Notwithstanding all the controversy swirling about its award (in 2010), its motivations (unclear), and its ethics (under heavy fire), the 2022 World Cup hosted by Qatar seems to have been a success. Despite severe constraints on pre- and post-match street sales, top sponsor Budweiser received ample editorial coverage, with sales burgeoning outside the host nation.

A string of unexpected underdog victories boosted audiences across the world, and led to a nail-biting final between the current titleholder (France) and a long-term contender (Argentina). The final viewership figures are not yet in, but are forecast to top a massive five billion – 45 % more than the 3.5 million watching the 1994 World Cup, hosted by the USA.

That sounds like a win for all nineteen World Cup sponsors, ranging from global household names like McDonald’s, Visa, and Adidas to local businesses like Qatar Airways and Qatar Energy. In fact, World Cup funding comes from seven FIFA World Cup sponsors, seven FIFA partners, and other backers in all five regions.

Women Moving onto the Pitch

The surging popularity of soccer is not limited to men’s games. Two decades after the young stars of Bend It Like Beckham (2003) shocked their screen families by pursuing their on-the-pitch dreams, women’s soccer is now a firm fixture on the major sporting events calendar.

In 2019, 1.12 billion viewers tuned into Women’s World Cup matches, 56% higher than the 2015 final.
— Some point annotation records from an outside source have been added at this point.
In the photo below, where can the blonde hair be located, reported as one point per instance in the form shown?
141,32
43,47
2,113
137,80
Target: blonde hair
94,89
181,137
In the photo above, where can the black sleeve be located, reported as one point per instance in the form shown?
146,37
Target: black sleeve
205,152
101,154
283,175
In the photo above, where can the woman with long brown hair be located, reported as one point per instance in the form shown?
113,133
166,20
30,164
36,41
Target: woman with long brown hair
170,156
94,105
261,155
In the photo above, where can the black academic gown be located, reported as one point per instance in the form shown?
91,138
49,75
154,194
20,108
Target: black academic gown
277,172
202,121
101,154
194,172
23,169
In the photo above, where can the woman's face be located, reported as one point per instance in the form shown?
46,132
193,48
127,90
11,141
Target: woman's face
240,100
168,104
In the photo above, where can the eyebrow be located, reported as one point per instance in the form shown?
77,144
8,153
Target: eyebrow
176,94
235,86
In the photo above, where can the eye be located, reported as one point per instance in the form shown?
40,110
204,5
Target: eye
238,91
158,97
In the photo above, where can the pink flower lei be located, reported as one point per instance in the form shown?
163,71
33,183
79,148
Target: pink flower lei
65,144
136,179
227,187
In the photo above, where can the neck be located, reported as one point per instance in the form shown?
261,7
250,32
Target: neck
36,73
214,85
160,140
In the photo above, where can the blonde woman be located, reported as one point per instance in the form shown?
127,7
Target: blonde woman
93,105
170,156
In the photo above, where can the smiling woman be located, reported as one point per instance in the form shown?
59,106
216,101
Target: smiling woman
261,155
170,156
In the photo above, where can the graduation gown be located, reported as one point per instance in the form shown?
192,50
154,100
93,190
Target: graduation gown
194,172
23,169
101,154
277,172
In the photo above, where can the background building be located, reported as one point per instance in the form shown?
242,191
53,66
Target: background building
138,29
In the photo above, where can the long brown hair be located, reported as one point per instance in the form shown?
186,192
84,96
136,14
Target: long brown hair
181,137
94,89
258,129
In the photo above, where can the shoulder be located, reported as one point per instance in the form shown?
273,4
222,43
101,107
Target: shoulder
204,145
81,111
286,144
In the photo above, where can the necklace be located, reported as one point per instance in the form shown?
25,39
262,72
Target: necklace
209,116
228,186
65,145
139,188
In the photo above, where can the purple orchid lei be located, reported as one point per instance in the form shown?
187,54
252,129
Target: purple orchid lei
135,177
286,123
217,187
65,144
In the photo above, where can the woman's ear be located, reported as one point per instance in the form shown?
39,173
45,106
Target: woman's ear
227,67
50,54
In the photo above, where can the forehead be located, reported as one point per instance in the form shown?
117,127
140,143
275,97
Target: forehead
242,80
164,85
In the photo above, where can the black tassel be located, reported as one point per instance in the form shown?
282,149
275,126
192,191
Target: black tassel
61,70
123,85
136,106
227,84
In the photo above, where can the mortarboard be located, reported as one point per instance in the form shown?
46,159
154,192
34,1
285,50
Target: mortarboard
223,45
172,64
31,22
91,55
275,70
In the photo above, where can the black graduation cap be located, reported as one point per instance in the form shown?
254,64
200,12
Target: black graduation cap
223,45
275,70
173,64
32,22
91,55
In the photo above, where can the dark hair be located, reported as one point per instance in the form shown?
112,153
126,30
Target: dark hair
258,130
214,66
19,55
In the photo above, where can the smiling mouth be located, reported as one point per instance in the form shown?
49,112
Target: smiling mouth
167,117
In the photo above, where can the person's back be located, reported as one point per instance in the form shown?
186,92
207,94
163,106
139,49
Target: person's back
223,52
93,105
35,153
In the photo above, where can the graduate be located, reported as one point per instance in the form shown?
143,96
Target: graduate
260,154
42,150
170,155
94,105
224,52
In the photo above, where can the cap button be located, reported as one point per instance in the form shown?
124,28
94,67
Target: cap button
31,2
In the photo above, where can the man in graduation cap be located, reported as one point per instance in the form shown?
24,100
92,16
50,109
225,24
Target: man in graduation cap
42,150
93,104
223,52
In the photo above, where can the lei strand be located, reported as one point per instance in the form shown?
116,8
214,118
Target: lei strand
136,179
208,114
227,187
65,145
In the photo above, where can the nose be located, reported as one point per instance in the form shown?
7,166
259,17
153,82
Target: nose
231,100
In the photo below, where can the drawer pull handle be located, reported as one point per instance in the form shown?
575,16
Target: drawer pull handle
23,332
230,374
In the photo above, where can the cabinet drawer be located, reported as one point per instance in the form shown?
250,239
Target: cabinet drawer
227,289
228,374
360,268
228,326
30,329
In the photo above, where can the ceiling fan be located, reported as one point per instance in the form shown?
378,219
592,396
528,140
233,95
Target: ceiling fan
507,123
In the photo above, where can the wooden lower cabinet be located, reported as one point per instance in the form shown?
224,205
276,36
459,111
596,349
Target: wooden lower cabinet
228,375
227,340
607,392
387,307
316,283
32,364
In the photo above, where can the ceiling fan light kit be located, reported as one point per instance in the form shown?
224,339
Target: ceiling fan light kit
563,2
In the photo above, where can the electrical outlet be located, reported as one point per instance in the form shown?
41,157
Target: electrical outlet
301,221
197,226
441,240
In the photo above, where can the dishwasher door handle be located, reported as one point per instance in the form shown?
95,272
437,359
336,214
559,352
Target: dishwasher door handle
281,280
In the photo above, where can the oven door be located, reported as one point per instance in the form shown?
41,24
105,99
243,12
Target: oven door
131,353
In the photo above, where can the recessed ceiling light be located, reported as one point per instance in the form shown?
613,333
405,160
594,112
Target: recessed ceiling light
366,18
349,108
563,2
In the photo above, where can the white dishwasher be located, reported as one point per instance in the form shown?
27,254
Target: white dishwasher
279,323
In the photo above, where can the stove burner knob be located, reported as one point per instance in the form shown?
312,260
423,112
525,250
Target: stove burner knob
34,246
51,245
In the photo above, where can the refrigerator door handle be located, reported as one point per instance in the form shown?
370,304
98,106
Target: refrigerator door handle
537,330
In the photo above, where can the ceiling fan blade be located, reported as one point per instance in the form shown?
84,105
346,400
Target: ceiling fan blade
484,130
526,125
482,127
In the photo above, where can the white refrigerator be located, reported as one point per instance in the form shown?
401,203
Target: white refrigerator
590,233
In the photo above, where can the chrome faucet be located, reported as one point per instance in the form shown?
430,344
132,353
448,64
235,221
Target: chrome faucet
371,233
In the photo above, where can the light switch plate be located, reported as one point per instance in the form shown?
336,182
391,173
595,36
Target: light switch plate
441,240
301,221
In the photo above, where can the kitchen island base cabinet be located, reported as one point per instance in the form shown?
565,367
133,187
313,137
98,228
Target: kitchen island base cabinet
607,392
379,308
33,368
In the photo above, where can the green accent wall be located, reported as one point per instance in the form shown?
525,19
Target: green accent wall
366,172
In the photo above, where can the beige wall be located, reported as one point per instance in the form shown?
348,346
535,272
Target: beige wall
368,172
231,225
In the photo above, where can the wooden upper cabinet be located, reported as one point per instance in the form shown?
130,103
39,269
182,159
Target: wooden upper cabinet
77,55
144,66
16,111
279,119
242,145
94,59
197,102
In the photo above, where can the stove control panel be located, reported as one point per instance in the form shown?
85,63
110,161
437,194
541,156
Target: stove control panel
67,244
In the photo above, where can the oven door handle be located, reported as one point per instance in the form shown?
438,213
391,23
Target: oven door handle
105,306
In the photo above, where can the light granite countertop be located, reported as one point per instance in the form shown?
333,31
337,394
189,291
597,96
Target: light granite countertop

Reflecting heavier investments in women’s soccer, this uptrend is expected to continue with the 2023 World Cup.

Hosted jointly by Australia and New Zealand, its line-up has expanded from 24 to 32 teams. Here’s why women’s soccer is drawing so much attention today:

  • Soccer is the most popular women’s sport worldwide, played by inspirational stars with headline-attracting names;
  • A four-time winner, the US is the Nº 1 side, but will face hot contenders from all over the world in 2023;
  • As a developing sport, women’s soccer provides a steady stream of rising stars, who make great budget-friendly brand ambassadors.

Takeaway: Hosted by the USA, the 2026 World Cup is opening up a vast range of largely untapped sports marketing opportunities for local businesses. Smart marketers are already exploring ways of getting into the ‘beautiful game’!